Испытывая к этим людям чувство, сходное с классовой солидарностью, и даже где-то сожалея, что не могу считать себя частью этого сообщества, не могу скрыть: именно эти люди и построили современную Россию в том очень неприглядном виде, в котором она находится. Говорить об их «вине», разумеется, следует с большой осторожностью, однако, если наши соображения верны, именно эти люди — единственные в России интеллектуалы, которые имели возможность прогнозировать дальнейшее развитие событий и предпринять действия по защите страны от последствий этого сценария.

Увы, они этого не сделали. Возможно, мы переоцениваем их физические возможности влиять события, но что более вероятно — их интеллектуальные возможности и во всяком случае — желание их что-либо менять.


Стандартное объяснение коррупционного взлета 90-х — проблемы с защитой собственности. Норма восприятия собственности в советской реальности была совершенно иной, нежели в постсоветской, и к новому экономическому укладу неприменима. Задачей этого текста не является идентификация всего круга проблем, вызываемых марксистским подходом общества к институтам собственности в современной России. Скажем лишь, что, по нашим соображениям, «рейдерство» 1990-х и ранних 2000-х объясняется именно тем, что вколоченное в головы учение Маркса проецировалось на обычаи делового оборота. Марксизм без идеи социального равенства, видимо, то сочетание, которое делало защиту прав собственности в России начала 90-х занятием практически безнадежным.

Гораздо интереснее вопрос, почему почти исключительно на пространстве бывшего СССР не произошло то, что произошло во всем остальном постсоветском мире, — каковы причины консервации промежуточного состояния, неполноценной защиты прав собственности и невосприятия этих прав. Апелляция левой и социал-демократической частей политического спектра к высокому уровню неравенства беспомощна: схожие уровни финансового и имущественного расслоения в Китае и Вьетнаме показывают: неравенство может лишь усиливать иные неидентифицированные факторы, играющие против собственности.

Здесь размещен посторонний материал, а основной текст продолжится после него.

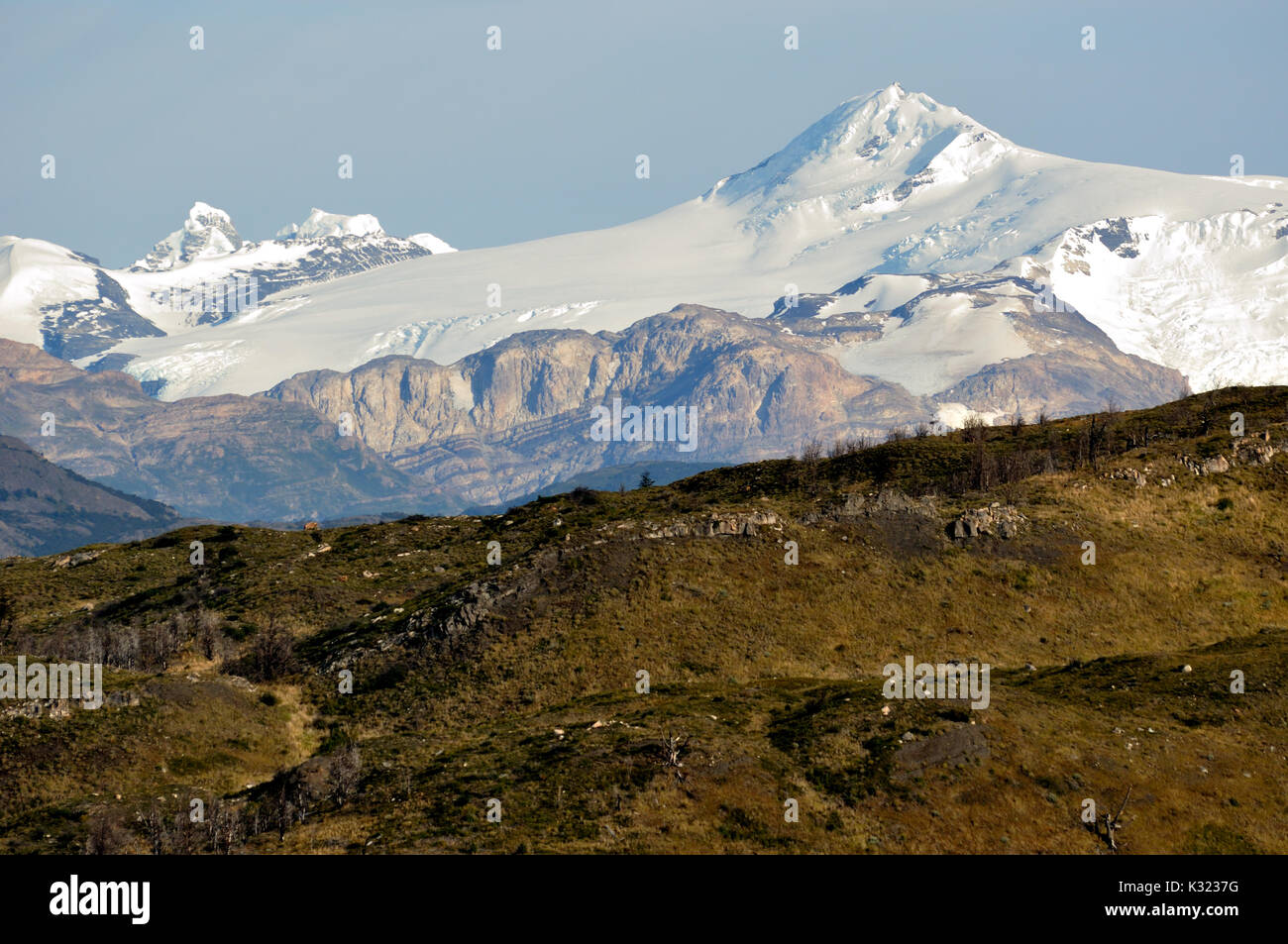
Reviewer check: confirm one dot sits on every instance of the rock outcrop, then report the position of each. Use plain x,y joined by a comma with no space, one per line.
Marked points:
997,520
746,524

Еще один популярный ранее подход к объяснению проблем с институтами собственности в России — влияние событий середины 90-х, «залоговых аукционов» и большой приватизации, организованной правительством Виктора Черномырдина, также сомнителен. Вне всякого сомнения, происходившие тогда события работали против института собственности. Однако их следует считать следствием, а не причиной: легендарная «семибанкирщина» руководствовалась прежде всего тем, что собственность в России почти не имеет значения в ситуации постоянной угрозы коммунистического реванша. Последующие краткие обсуждения автора с участниками и идеологами этого процесса в 2000-х убеждают в том, что институт крупной частной собственности в 1995–1997 гг. воспринимался ими как крайне условный и нестабильный, и одной из важнейших своих задач деятели этого круга видели создание политических условий для будущего его определения. Ограждалось поле для игры, но не создавались правила.

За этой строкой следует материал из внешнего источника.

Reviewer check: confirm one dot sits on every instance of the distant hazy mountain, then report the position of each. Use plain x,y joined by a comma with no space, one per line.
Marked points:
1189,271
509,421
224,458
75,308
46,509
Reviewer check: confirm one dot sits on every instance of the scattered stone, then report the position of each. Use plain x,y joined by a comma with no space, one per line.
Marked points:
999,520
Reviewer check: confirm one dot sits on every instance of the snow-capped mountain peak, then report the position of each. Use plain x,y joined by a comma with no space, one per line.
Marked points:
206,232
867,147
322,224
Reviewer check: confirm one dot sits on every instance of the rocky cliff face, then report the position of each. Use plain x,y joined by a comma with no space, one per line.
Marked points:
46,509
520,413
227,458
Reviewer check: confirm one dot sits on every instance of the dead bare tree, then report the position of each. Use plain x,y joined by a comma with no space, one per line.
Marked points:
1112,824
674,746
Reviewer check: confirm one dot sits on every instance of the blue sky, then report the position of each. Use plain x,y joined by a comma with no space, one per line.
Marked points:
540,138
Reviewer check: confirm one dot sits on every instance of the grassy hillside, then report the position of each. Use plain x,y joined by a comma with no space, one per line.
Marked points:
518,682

Наконец, стандартный аргумент о «плохих законах» и отсутствии эффективной правовой защиты института собственности также второстепенен: в какой-то мере это так, однако экспертные мнения о качестве российского законодательства в этом аспекте весьма благоприятны, а российские суды относительно уголовного правосудия достаточно неплохо работают с частными исками, в которых стороной не выступают государственные структуры. К тому же подавляющее большинство ситуаций, в которых работают институты собственности, не имеют прямого отношения ни к суду, ни к другим государственным заведениям — это внутриобщественные взаимоотношения, территория, куда государство можно пригласить, но в которых его по умолчанию нет.

Вопрос о соотношениях коррупционных институтов и институтов собственности также не так прост, как может показаться на первый взгляд. Несложно привести примеры развитых коррупционных сетей в странах с исторически сильными институтами защиты прав собственника. Более подробно этот вопрос станет разбираться в той части текста, которая будет посвящена сравнению распространенности коррупции в России и в других крупных экономиках, сейчас же приведем два примера. Это Италия конца XX века с отлично работающими институтами собственности и высоким в сравнении с Северной Европой уровнем коррупции — и Дания с низким уровнем социального расслоения и при этом малозаметной коррупцией в госаппарате. Пары «развитая коррупция — развитые институты собственности», «слабые коррупционные сети — слаборазвитые институты собственности» также подобрать несложно. Работа Дарона Аджемоглу и Джеймса Робинсона Why Nations Fail? во многом посвящена попытке решения этой проблемы. Идея «инклюзивных и экстрактивных институтов» может быть в аспекте коррупции грубейшим образом сведена к тому, что в части экономик коррупционные сети ориентированы на сохранение и развитие национальной кормовой базы, а в другой части — отрицают это начинание.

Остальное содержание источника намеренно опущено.